The Spatial Experience
The Constans Theatre was very nice. I sat in the back row of front-left section. Due to the elevation of my seating my view was more or less level with the stage. I went in to the theater a little tired and unsure of what the play was about or what quality it would be. When the lights dimmed and Sarah Bernhardt appeared in the spotlight I was a little surprised, because she was right behind me.
The Social Experience
I attended the play by myself, but I was surprised because I saw that many people that I knew also came for the same viewing. I enjoyed viewing it alone, and while I have attended other plays with friends it did not lessen the experience more me. After the play, for many days and probably more to come, I would encounter strangers talking about the play, its fairly easy to recognize what they are talking about given everything in the play, and I would add something into the discussion and get drawn into the conversation. I think that really says something about the play itself.

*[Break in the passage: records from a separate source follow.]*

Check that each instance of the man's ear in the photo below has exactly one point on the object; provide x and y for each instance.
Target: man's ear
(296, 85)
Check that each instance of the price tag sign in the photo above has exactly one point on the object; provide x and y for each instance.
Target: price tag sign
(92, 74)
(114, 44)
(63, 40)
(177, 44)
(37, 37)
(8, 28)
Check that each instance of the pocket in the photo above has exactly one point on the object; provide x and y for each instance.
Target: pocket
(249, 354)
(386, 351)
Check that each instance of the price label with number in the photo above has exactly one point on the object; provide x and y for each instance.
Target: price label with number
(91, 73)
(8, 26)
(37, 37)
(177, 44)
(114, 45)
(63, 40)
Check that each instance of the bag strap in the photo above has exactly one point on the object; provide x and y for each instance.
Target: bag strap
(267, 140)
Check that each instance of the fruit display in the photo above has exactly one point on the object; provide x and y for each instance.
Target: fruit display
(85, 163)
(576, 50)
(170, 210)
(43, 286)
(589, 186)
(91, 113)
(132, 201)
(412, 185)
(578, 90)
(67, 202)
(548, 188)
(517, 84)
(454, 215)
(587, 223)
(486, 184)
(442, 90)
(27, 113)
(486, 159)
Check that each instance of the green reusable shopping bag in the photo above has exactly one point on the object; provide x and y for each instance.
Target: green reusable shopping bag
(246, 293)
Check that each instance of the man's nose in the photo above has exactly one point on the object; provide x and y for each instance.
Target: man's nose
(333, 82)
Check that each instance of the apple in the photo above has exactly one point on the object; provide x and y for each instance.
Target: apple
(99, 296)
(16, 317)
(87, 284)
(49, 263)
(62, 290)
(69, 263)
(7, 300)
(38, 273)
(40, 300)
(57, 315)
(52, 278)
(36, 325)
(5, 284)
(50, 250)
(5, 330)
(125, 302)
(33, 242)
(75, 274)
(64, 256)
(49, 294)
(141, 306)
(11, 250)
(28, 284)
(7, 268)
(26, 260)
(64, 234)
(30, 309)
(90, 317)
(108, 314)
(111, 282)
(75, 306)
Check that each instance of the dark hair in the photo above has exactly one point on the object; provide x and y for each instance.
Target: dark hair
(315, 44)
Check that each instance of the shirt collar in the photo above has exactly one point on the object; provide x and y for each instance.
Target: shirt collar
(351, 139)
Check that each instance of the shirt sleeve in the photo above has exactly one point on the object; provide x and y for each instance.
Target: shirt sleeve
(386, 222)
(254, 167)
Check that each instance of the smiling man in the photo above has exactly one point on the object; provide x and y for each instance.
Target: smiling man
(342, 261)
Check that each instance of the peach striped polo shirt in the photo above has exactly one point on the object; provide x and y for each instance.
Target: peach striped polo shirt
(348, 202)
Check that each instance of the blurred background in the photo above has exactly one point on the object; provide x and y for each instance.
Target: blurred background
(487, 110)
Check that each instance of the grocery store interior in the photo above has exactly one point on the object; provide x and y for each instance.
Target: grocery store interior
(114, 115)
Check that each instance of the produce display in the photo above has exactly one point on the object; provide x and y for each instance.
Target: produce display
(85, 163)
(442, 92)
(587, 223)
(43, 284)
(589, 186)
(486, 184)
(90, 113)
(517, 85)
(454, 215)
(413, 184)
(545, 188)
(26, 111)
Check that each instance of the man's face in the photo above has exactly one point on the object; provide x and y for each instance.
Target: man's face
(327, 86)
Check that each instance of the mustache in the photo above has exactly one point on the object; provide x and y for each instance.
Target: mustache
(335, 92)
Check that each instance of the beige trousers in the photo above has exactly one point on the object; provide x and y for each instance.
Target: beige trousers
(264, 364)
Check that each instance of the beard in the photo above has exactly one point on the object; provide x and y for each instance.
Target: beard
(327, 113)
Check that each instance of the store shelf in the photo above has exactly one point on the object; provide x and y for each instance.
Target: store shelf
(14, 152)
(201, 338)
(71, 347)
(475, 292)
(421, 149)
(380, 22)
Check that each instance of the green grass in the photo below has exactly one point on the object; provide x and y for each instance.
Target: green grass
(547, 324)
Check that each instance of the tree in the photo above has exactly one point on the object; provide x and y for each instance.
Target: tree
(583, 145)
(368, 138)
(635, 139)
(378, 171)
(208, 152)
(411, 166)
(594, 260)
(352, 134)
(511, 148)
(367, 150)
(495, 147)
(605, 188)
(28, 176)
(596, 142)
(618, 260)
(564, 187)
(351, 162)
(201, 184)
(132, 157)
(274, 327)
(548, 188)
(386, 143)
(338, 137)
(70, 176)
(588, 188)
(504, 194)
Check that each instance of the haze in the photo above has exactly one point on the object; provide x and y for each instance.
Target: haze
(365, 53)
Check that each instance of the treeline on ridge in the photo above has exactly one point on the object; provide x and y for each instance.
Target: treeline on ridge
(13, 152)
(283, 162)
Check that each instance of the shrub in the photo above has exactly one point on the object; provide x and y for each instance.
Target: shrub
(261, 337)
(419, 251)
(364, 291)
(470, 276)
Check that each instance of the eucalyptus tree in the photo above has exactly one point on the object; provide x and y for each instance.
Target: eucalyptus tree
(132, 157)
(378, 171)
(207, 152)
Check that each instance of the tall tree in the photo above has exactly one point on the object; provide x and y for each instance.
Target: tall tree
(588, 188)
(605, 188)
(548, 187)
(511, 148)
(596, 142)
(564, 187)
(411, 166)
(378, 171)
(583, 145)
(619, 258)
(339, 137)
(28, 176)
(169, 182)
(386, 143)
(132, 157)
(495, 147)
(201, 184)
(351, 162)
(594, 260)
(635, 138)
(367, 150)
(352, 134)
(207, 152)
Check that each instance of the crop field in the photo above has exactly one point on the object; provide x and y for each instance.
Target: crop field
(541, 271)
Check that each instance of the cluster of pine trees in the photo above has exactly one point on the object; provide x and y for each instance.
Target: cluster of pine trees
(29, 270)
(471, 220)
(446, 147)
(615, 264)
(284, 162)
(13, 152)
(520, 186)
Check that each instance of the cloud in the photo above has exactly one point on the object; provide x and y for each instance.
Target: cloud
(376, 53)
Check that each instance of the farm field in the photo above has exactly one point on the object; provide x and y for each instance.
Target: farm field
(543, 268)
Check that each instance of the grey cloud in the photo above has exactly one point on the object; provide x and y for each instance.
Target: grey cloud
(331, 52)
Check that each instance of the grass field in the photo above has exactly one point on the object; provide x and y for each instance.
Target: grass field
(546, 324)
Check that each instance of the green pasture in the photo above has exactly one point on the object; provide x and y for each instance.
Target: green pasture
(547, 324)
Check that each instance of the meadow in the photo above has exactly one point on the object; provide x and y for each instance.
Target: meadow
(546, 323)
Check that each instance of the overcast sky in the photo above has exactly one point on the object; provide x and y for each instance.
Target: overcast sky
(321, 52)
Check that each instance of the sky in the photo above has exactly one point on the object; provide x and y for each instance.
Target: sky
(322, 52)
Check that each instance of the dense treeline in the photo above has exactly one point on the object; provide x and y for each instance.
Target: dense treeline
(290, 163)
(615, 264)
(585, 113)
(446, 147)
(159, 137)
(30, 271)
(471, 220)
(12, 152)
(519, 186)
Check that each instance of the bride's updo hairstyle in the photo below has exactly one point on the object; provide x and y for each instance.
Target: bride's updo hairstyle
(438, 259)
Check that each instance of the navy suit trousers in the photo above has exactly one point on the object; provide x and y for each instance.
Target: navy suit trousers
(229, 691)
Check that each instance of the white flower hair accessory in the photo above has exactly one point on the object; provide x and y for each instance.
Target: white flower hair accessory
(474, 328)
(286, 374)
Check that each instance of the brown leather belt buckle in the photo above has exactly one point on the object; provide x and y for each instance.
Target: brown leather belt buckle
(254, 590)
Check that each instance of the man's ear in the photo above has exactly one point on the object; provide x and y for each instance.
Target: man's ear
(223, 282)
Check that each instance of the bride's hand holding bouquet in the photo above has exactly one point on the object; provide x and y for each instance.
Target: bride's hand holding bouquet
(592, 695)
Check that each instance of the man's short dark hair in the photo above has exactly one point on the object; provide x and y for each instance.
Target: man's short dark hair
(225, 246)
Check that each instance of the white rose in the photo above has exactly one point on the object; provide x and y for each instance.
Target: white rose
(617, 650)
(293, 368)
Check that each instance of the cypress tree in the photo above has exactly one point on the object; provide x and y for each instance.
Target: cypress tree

The Cultural and Intellectual Experience
The Divine: A Play for Sarah Bernhardt had many so many themes and important issues that it is difficult to narrow the focus down to just one or two; which I find to be accurate to real life, as we all have to deal with more or less everything in life. In reality we do not often get the chance to only worry or think about one issue at a time.
Some of the major themes in the play were:
- The influence of religion in choice making, art, and preformances
- Socio-economic issues such as poverty, division of wealth, class differences, and labor conditions
- The role of art in society
The Emotional Experience
The play is, starting from the second half, an emotional roller-coaster filled with emotionally charged and often distressing issues. (This is part of what makes it easy to tell if others are talking about the play) The play has the base emotions: happiness, anger, sadness, and fear; but it is because of the characters circumstances and conditions that these strong base emotions become increasingly varied and powerful. The two most emotionally impacting issues in this play (in my opinion) were the horrific labor conditions in the factory (which eventually led to Leo's death) and Talbot's sexual abuse that the church is trying to cover up. These along with others have a strong emotional impact on us, in part because society today is still struggling with these issues.
After the talk back I asked some of the cast (Kristina Johnson(Mrs. Talbot), Katie Haeuser(Emma Francoeur), Sandra Kalaveshi(Therese Desnoyers)) about how they were able to portray emotion in this play so well, as I assumed they probably never had to go through some of what happened in the play. They said as with all theater it takes lots of practice, and imagination to be able to put yourself in the character's shoes (no pun intended).